What could go wrong? I asked. Pope & Co. could prove that Oak Park was capable of getting a deal done, of building a worthy project that would draw the eye and not repulse it.
Now you may have noticed while doing your Christmas shopping in Downtown Oak Park that the corner of Lake and Forest remains uncluttered by a 21-story, mixed-use, glass and steel mini-skyscraper. The parking garage is still there, freezing and thawing, with its dank stairwells and sometimes operational elevators.
OK, so I was wrong. Sue me. Something about a real estate bubble, a Great Recession, the village's obsession with forcing a hotel into the developer's plan, and, of course, pesky neighbors, nostalgic for a pancake house with bad pancakes.
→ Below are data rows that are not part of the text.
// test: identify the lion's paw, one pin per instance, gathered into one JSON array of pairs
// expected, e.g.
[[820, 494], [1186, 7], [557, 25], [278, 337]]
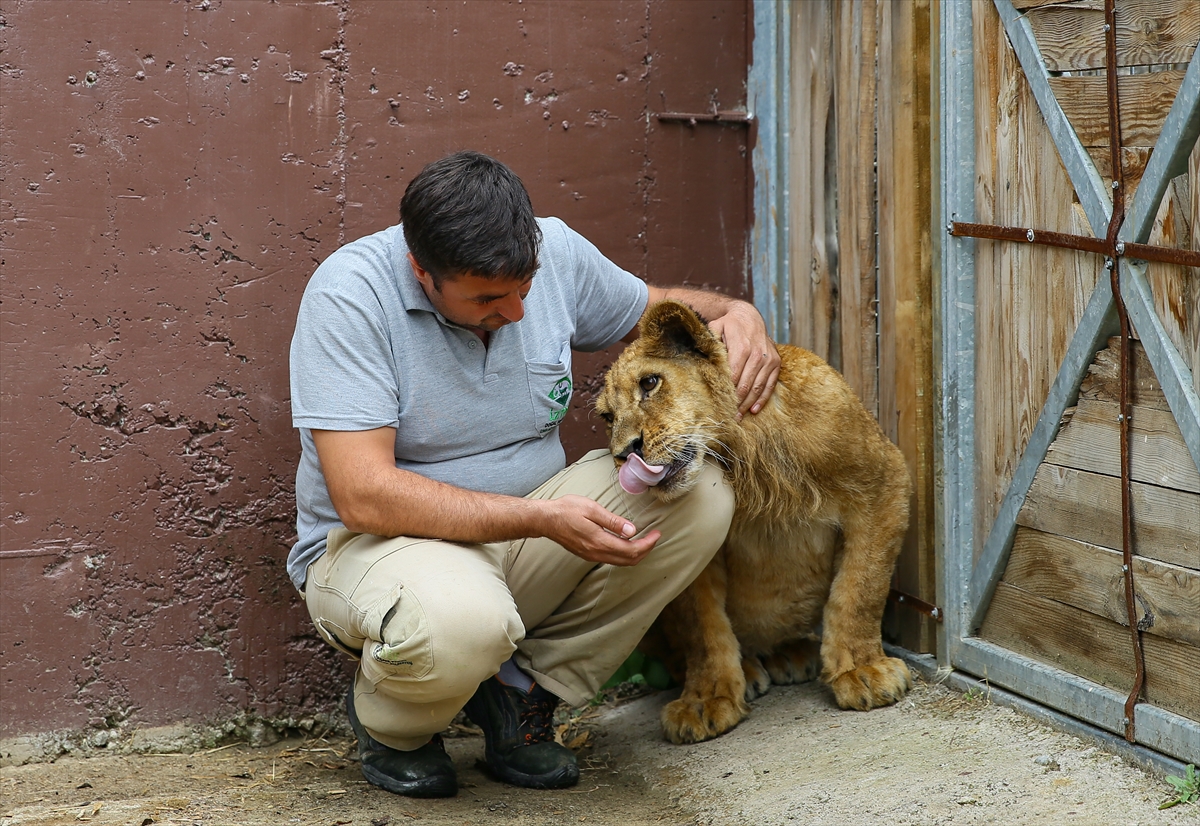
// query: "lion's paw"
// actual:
[[879, 683], [757, 677], [694, 720]]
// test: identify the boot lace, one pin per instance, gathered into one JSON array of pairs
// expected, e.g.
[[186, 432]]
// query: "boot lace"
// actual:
[[537, 716]]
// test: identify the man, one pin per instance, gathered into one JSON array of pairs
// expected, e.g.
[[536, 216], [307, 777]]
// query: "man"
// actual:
[[441, 539]]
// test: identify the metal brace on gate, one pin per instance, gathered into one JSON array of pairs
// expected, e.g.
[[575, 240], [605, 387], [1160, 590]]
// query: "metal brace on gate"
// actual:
[[1114, 250]]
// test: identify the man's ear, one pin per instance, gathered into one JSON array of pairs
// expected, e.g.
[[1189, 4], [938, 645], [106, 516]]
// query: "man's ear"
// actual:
[[423, 275], [672, 328]]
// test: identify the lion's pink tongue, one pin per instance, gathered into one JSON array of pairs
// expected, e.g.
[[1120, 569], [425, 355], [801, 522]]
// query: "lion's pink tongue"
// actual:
[[636, 476]]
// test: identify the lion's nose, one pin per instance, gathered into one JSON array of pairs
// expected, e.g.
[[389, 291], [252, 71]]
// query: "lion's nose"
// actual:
[[633, 447]]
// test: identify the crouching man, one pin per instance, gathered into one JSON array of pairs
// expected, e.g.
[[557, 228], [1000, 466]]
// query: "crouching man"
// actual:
[[442, 542]]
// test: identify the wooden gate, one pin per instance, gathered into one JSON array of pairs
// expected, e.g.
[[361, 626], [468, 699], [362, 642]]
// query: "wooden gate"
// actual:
[[1033, 574]]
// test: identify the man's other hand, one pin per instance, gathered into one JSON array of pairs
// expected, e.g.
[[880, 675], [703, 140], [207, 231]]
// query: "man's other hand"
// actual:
[[594, 533]]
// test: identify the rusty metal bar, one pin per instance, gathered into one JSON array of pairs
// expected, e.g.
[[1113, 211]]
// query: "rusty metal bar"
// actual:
[[1029, 235], [1110, 47], [1164, 255], [693, 118]]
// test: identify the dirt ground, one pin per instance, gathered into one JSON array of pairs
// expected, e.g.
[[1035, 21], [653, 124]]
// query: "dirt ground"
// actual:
[[940, 756]]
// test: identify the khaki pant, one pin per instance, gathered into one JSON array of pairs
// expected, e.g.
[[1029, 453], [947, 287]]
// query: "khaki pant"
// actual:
[[431, 620]]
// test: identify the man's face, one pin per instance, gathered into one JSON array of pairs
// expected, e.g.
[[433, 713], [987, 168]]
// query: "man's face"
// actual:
[[473, 301]]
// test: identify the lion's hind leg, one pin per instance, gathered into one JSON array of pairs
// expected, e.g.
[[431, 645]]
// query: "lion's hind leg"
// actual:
[[713, 694], [790, 663], [853, 663], [877, 683], [756, 676], [795, 662]]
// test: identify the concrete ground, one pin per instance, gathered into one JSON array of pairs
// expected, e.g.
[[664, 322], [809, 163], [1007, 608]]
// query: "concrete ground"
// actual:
[[942, 755]]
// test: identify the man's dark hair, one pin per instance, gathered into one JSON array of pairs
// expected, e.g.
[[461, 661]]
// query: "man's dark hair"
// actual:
[[471, 214]]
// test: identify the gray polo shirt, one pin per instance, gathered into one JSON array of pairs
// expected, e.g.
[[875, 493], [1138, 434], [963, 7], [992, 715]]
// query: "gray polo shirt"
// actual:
[[370, 351]]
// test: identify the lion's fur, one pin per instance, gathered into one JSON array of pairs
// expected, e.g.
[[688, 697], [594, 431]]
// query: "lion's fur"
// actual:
[[821, 510]]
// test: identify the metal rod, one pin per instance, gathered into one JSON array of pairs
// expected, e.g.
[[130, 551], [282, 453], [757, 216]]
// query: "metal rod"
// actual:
[[1110, 47], [916, 604]]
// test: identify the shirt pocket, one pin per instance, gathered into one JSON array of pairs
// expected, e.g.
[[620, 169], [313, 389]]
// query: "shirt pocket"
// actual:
[[550, 390]]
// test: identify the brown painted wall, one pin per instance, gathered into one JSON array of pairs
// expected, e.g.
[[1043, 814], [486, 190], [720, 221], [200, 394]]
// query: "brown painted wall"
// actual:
[[172, 174]]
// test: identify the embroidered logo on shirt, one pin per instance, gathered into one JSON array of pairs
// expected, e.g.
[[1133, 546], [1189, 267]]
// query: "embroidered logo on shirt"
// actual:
[[561, 395]]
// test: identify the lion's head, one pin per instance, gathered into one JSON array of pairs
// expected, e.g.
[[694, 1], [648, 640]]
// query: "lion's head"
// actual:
[[669, 399]]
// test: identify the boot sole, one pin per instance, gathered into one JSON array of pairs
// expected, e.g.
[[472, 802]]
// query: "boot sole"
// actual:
[[427, 786]]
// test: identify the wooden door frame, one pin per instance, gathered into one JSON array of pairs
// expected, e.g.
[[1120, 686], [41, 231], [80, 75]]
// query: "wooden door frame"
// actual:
[[966, 586]]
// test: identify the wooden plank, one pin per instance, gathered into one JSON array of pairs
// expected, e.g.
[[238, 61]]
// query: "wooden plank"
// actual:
[[905, 288], [1149, 33], [1024, 317], [1093, 647], [1090, 578], [1087, 507], [1176, 288], [1145, 101], [1090, 441], [814, 240], [855, 27]]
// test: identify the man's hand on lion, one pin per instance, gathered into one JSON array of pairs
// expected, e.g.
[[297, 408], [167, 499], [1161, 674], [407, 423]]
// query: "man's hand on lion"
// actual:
[[754, 359], [591, 532], [753, 355]]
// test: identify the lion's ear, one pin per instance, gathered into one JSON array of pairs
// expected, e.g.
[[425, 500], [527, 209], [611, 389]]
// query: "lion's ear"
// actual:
[[672, 328]]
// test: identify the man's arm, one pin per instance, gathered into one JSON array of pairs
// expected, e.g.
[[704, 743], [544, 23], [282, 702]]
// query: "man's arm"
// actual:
[[371, 495], [754, 359]]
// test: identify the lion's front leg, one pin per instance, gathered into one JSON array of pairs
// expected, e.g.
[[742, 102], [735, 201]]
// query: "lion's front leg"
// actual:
[[713, 700], [853, 663]]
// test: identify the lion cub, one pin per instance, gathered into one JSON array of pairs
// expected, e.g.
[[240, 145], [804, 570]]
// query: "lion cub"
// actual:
[[822, 507]]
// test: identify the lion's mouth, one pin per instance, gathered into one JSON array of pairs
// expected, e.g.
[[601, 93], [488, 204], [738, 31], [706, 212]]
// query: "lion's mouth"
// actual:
[[636, 476], [682, 461]]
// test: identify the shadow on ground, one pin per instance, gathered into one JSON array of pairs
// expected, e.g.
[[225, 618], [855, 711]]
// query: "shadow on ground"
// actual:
[[939, 756]]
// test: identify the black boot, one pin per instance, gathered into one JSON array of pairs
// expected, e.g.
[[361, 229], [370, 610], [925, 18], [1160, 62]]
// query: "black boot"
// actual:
[[520, 732], [424, 772]]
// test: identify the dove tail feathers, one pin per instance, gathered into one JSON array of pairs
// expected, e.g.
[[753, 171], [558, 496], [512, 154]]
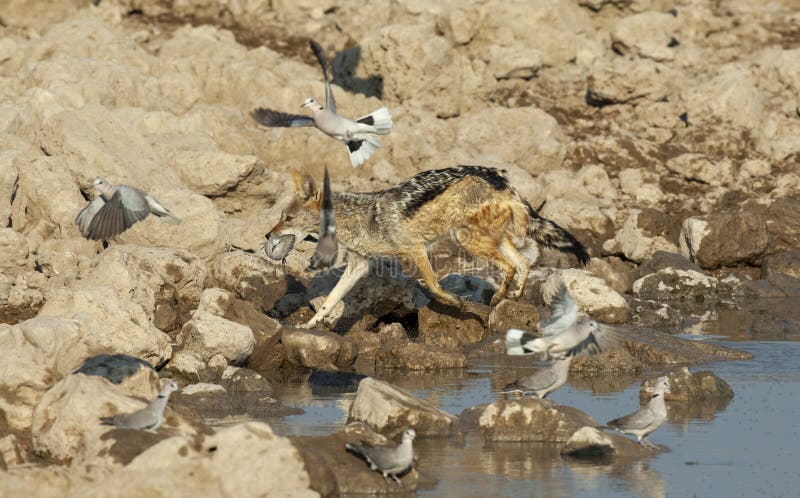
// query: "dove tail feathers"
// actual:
[[516, 341], [552, 236], [169, 218], [380, 120]]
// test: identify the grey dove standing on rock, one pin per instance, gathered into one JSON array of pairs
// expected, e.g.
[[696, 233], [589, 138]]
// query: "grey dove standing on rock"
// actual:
[[545, 380], [647, 419], [277, 246], [359, 135], [148, 418], [116, 209], [327, 248], [563, 334], [388, 460]]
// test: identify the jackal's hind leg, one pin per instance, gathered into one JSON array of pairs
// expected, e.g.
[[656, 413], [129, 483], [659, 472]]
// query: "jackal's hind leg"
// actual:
[[485, 246], [357, 267], [420, 257], [520, 262]]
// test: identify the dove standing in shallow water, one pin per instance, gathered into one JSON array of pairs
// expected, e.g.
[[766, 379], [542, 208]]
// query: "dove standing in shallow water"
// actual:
[[116, 209], [545, 380], [563, 334], [150, 417], [648, 418], [388, 460], [327, 248], [359, 135]]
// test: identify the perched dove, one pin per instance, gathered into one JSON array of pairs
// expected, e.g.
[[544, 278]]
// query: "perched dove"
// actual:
[[150, 417], [564, 334], [358, 134], [277, 247], [388, 460], [545, 380], [116, 209], [648, 418], [327, 248]]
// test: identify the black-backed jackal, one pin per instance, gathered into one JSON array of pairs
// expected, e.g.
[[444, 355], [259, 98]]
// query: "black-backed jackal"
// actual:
[[473, 204]]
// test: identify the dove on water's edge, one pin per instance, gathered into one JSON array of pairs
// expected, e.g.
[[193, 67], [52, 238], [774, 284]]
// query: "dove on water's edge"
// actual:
[[149, 417], [565, 334], [648, 418], [388, 460], [116, 209], [327, 248], [357, 134], [545, 380]]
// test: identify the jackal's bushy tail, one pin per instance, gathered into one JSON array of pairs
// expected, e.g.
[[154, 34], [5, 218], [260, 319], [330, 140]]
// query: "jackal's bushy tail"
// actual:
[[550, 235]]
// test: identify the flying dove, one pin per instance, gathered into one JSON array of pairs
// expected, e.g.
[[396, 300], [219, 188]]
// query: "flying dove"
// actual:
[[648, 418], [148, 418], [116, 209], [545, 380], [327, 248], [564, 334], [388, 460], [278, 246], [358, 134]]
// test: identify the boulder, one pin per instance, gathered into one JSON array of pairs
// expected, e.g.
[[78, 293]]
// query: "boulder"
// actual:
[[590, 443], [531, 419], [525, 136], [166, 283], [724, 239], [110, 322], [249, 277], [512, 314], [643, 233], [267, 351], [416, 356], [347, 473], [468, 326], [133, 376], [384, 290], [66, 422], [316, 349], [698, 167], [670, 284], [389, 410], [232, 462], [686, 386], [645, 350], [14, 251], [785, 263], [625, 81], [646, 34], [592, 294], [207, 334]]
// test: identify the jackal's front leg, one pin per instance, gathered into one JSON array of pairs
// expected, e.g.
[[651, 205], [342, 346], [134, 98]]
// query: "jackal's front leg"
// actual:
[[357, 267], [420, 257]]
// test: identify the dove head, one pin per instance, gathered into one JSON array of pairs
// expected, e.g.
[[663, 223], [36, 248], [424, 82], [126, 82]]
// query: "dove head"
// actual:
[[101, 185], [312, 103], [169, 388], [538, 345]]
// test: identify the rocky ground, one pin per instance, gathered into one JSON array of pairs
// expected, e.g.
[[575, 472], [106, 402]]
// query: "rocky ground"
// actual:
[[663, 134]]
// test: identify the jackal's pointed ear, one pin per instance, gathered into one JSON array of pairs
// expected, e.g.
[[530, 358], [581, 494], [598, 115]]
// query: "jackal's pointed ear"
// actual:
[[304, 185]]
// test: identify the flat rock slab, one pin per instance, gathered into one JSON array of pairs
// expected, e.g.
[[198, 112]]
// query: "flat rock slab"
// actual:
[[648, 349], [333, 469], [531, 420], [389, 409], [591, 443]]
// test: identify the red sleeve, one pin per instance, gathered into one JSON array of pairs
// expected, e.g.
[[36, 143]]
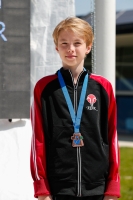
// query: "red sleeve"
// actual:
[[113, 182], [38, 154]]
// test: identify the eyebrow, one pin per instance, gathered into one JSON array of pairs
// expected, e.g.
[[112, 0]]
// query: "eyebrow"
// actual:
[[66, 40]]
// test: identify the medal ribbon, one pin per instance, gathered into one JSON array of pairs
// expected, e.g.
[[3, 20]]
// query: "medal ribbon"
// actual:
[[75, 118]]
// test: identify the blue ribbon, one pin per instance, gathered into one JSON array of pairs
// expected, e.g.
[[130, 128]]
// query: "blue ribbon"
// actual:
[[2, 30], [75, 118]]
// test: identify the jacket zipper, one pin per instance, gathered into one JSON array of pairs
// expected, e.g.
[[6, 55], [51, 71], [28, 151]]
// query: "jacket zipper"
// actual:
[[78, 148]]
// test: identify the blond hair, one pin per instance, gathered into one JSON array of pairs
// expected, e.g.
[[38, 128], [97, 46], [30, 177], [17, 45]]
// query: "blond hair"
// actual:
[[77, 25]]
Now, though, it is a new day, a new village president, a new corner of Oak Park utopia ready to be developed: South Boulevard and Harlem. Let your brain find the picture for you. Yep, right by that bottleneck of a viaduct. Uh-huh, the street jogs, making it hard to not run over CTA-goers as one heads toward Forest Park and Goldyburgers. Didn't there use to be an Arby's, of all things, that always seemed to be empty? Oh, that's right, Oak Park paid way too much to buy the three parcels that make up this gorgeous corner and no one remembers — or wants to remember — just how much cash that amounted to because we are about to write it down.
But there are four credible developers with plans in hand. The economy is better, at least for the moment. President Anan Abu-Taleb is fully focused on economic development. And does this location even have neighbors who care whether what is built is nine stories or 14?
This could be Abu-Taleb's fresh canvas. He has somehow convinced those critics uncomfortable with change that it just might be OK and is also inevitable. He has turbo-charged village hall staff. Now if he can only shortcut the 500-hour minimum on public hearings, kvetching and discussion of window treatments, Anan might just get something built in this burg.